Basic Planar Robotics Multi-Agent Environment#

class gymnasium_planar_robotics.envs.basic_envs.BasicPlanarRoboticsMultiAgentEnv(layout_tiles: ndarray, num_movers: int, tile_params: dict[str, any] | None = None, mover_params: dict[str, any] | None = None, initial_mover_zpos: float = 0.005, table_height: float = 0.4, std_noise: ndarray | float = 1e-05, render_mode: str | None = 'human', default_cam_config: dict[str, any] | None = None, width_no_camera_specified: int = 1240, height_no_camera_specified: int = 1080, collision_params: dict[str, any] | None = None, initial_mover_start_xy_pos: ndarray | None = None, initial_mover_goal_xy_pos: ndarray | None = None, custom_model_xml_strings: dict[str, str] | None = None, use_mj_passive_viewer: bool = False)[source]

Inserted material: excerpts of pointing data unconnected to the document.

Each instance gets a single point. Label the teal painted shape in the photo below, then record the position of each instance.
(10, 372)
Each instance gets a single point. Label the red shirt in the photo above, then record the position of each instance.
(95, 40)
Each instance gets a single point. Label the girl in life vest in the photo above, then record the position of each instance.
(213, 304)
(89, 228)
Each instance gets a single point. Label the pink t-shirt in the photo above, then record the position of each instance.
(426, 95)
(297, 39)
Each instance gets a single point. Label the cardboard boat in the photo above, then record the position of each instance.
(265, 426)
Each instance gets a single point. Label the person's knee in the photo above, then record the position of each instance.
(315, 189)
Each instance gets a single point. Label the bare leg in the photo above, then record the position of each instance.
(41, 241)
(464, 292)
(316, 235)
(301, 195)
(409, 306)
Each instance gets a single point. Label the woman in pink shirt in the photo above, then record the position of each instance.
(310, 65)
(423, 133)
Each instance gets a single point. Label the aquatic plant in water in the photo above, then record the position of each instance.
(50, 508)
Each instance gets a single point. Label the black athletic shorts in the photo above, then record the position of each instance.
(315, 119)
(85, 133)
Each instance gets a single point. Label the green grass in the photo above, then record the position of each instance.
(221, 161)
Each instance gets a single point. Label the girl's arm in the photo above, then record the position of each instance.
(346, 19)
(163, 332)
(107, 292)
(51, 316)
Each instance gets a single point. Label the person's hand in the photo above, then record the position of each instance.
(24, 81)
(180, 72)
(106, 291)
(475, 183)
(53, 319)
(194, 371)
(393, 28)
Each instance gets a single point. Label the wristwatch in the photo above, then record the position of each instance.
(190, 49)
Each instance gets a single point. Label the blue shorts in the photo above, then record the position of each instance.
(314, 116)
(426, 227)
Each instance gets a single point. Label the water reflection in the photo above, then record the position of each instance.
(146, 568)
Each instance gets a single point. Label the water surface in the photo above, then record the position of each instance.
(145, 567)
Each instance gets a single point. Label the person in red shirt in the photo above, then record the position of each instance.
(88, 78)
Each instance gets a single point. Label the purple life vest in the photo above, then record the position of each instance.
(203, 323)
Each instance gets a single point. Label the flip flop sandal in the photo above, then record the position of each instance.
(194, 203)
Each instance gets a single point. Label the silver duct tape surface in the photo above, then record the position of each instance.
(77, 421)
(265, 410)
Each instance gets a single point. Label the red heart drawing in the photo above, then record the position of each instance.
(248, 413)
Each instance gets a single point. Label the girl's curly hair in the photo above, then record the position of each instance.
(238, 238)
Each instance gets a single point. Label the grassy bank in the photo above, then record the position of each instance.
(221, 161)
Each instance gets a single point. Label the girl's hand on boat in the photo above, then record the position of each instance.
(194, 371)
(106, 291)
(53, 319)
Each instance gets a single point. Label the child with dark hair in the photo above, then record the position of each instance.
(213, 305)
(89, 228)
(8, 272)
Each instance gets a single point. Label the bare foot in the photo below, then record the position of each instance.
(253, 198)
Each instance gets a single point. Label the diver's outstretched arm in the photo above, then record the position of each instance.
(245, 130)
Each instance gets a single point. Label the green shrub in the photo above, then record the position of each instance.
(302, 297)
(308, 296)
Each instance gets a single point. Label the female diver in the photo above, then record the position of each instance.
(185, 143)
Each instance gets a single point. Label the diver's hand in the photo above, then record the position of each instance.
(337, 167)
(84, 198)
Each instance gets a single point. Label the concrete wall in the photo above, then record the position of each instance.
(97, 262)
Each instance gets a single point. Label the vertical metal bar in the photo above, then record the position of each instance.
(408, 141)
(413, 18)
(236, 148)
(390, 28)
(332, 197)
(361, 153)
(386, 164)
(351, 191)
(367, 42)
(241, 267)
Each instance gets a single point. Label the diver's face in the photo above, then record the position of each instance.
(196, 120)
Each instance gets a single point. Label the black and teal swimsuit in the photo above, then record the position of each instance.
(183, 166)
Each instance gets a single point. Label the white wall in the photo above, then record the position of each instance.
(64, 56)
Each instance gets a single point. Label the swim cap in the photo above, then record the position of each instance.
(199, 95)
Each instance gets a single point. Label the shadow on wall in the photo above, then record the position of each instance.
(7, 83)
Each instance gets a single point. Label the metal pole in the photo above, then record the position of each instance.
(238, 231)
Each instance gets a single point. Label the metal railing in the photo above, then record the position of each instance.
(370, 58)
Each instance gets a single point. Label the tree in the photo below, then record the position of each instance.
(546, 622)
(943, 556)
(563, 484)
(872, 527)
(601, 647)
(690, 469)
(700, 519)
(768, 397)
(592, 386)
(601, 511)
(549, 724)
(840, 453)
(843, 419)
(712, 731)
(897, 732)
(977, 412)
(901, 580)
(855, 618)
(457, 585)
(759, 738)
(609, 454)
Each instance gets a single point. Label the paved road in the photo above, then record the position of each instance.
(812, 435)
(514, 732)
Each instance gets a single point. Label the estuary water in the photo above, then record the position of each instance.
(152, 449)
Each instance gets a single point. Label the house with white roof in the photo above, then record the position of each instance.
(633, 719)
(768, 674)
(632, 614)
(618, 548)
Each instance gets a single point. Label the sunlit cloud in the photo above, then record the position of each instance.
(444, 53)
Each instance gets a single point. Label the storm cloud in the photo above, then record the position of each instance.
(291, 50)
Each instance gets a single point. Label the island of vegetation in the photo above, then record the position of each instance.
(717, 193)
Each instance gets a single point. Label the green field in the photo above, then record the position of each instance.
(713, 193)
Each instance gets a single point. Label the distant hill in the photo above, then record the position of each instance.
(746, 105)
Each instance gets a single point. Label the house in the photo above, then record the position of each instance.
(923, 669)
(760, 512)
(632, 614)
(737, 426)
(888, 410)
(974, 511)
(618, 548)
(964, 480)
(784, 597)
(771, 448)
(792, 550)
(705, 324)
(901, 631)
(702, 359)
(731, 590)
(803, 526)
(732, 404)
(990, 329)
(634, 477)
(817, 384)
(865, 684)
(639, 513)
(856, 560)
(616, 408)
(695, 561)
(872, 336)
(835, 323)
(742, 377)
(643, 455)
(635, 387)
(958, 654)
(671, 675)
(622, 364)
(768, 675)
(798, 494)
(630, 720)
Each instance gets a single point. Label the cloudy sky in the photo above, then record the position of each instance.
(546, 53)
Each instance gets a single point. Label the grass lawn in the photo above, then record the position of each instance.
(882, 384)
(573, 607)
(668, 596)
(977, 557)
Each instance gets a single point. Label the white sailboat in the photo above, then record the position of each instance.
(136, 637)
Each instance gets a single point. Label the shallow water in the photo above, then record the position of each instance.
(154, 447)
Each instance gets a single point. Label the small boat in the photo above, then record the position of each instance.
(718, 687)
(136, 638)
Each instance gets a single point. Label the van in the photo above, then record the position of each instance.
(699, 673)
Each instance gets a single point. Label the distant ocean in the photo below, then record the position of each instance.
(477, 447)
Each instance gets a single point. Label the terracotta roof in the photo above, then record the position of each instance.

A base class for multi-agent reinforcement learning environments in the field of planar robotics that follow the PettingZoo API. A more detailed explanation of all parameters can be found in the documentation of the BasicPlanarRoboticsEnv.

Parameters:
  • layout_tiles – the tile layout

  • num_movers – the number of movers

  • tile_params – tile parameters such as the size and mass, defaults to None

  • mover_params – mover parameters such as the size and mass, defaults to None

  • initial_mover_zpos – the initial distance between the bottom of the mover and the top of a tile, defaults to 0.005 [m]

  • table_height – the height of a table on which the tiles are placed, defaults to 0.4 [m]

  • std_noise – the standard deviation of a Gaussian with zero mean used to add noise, defaults to 1e-5

  • render_mode – the mode that is used to render the frames (‘human’, ‘rgb_array’ or None), defaults to ‘human’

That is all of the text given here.